Edit: in a similar thread this week we had WIPRO breached which then claimed that they did everything
> “Wipro has a multilayer security system,” the company wrote. “The company has robust internal processes and a system of advanced security technology in place to detect phishing attempts and protect itself from such attacks. We constantly monitor our entire infrastructure at heightened level of alertness to deal with any potential cyber threat.”
if they'd really be using industry best practices against phishing they'd have used U2F. Nobody is using it at Wipro though. CISO's today rather point to how well they've outsourced the problem (at least the damage control part) by pointing at their insurance policies (which often won't even cover a breach, and which does nothing to protect the user/data and only protects the company bottom line). Talk is cheap, fuck them all.

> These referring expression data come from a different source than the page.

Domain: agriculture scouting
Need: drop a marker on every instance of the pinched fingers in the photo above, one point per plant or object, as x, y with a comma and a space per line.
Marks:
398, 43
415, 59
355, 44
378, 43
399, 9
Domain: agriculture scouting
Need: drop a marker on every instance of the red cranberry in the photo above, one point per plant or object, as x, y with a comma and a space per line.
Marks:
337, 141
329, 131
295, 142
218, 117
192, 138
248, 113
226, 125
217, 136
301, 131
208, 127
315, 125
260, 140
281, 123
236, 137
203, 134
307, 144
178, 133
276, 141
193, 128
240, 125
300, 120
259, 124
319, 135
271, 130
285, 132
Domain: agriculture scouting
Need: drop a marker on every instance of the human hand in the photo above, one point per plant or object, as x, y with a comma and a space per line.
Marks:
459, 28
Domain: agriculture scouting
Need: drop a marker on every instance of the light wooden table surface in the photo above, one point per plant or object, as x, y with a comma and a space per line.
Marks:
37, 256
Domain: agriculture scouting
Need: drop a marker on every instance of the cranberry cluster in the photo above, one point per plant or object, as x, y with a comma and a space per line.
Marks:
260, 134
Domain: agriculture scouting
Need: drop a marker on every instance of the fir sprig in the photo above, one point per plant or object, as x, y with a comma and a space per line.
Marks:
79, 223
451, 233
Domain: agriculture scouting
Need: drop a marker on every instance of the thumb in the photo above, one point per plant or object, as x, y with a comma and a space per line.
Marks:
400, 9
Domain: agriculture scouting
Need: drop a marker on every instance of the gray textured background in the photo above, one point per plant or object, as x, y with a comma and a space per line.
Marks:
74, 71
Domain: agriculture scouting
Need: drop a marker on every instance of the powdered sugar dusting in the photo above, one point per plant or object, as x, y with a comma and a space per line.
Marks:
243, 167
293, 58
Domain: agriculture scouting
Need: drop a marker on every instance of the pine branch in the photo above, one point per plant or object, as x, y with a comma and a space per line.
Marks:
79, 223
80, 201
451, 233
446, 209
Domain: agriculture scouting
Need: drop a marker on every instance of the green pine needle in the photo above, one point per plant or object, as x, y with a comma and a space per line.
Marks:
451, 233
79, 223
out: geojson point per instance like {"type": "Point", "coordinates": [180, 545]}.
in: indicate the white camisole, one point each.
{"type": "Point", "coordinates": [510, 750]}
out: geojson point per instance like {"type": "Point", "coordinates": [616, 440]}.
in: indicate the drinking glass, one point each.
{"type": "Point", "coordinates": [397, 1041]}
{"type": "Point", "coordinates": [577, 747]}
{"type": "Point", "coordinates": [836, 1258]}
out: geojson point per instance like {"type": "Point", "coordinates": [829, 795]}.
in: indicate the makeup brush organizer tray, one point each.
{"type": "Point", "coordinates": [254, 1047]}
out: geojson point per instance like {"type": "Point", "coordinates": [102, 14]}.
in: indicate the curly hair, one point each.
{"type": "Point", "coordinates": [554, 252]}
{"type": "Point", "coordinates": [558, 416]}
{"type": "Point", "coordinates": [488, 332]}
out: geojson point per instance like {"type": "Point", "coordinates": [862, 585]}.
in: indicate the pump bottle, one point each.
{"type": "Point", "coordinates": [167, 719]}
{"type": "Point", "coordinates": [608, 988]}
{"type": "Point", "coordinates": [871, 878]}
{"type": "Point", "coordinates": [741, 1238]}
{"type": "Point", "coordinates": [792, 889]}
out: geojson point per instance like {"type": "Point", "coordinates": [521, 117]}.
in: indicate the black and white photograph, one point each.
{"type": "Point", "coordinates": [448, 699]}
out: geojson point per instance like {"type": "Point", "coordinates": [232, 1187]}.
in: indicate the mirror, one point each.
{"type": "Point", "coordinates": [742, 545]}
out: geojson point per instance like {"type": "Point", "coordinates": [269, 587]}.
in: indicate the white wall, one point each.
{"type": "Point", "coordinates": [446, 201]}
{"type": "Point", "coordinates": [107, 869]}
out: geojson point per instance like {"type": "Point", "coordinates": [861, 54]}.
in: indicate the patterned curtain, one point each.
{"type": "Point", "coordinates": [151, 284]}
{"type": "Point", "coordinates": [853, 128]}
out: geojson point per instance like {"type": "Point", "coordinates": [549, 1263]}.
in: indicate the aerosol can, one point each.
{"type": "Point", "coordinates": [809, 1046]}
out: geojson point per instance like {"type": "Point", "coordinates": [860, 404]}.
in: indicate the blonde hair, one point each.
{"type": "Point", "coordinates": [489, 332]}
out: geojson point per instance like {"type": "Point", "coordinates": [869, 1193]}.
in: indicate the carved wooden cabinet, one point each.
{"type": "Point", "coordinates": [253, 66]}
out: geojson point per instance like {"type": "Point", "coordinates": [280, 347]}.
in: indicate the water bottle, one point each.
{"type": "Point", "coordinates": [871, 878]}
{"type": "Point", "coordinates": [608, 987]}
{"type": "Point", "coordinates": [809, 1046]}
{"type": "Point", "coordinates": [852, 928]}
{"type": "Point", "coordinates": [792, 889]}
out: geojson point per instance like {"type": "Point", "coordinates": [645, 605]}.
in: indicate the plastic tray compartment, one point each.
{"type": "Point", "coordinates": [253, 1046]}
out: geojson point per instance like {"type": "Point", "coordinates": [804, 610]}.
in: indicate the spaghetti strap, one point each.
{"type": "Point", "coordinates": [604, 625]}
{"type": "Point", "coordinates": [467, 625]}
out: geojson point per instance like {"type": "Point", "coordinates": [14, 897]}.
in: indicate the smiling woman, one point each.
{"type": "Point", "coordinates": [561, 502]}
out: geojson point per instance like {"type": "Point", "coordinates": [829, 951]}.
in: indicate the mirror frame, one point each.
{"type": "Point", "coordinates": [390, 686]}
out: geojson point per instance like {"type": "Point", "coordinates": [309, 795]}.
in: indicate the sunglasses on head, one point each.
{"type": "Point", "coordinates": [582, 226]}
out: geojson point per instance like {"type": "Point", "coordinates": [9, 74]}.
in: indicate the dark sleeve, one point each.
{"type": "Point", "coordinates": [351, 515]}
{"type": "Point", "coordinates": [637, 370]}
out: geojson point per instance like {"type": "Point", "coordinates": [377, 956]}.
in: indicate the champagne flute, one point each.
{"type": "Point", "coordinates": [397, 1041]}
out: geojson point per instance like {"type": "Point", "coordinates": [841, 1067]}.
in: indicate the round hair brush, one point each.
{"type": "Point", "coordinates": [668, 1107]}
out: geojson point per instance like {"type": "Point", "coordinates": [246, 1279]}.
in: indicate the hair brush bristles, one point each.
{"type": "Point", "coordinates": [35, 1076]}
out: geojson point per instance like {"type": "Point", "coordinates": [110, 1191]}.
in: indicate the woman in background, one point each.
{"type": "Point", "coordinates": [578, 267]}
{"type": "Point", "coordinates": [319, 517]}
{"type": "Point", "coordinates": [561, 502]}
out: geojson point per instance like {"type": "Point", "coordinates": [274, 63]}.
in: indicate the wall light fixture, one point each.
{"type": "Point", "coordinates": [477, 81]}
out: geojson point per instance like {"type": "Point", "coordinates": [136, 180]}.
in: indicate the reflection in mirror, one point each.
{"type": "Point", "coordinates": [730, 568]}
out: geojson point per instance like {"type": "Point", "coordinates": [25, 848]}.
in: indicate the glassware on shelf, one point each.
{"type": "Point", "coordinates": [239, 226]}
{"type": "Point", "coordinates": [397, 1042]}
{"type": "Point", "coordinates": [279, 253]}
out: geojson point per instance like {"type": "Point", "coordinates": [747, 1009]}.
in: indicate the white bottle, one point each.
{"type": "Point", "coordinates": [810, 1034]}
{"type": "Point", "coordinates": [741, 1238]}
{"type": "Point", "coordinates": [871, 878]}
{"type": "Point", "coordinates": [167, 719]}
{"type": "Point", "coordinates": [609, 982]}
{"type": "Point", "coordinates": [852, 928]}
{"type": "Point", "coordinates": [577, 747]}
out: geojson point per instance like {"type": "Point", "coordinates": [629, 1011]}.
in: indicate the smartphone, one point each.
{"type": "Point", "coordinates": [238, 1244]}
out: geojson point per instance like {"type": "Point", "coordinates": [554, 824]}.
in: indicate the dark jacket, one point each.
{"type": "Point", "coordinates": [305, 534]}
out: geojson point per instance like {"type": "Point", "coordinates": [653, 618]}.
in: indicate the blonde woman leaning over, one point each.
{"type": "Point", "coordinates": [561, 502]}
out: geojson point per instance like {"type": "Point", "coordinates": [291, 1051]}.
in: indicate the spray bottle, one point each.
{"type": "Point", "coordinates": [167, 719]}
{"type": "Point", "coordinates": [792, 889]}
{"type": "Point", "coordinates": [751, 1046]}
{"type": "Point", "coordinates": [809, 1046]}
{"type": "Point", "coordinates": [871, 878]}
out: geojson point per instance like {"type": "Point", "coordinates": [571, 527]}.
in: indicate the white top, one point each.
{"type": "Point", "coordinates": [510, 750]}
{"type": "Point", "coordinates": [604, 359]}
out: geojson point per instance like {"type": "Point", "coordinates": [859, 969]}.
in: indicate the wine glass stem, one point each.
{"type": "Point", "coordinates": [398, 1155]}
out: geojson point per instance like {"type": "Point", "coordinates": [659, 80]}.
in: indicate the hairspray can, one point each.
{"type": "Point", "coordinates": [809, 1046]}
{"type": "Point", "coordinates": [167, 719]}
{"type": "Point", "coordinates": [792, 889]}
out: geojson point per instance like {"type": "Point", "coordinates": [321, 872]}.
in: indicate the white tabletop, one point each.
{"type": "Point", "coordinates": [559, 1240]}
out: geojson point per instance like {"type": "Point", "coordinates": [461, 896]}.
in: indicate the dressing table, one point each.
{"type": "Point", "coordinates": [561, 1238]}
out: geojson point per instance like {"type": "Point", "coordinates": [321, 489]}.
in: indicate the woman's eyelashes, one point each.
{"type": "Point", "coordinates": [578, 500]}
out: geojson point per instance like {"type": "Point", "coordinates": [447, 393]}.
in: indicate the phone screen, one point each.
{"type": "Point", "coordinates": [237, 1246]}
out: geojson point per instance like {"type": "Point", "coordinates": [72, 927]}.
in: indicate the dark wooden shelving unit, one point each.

You can release a bug, tell other people how it works, publicly shame the government into having better security. But stealing the documents and holding the stolen documents for ransom?
Why should they pay him? He's clearly acting like a criminal, not someone trying to just make a living by making society safer. He's making it worse on purpose because he didn't get his way.
It's not too much to ask to have a security@ mailbox and actually pay attention to it. If you don't have a disclosure process in 2019 then there is no reason you should have your systems exposed (whether that's a gov site or company doesn't make a difference) IMHO
The moment you answered I was still editing my post trying to point out that I'm not defending him. Sorry if there was an overlap here.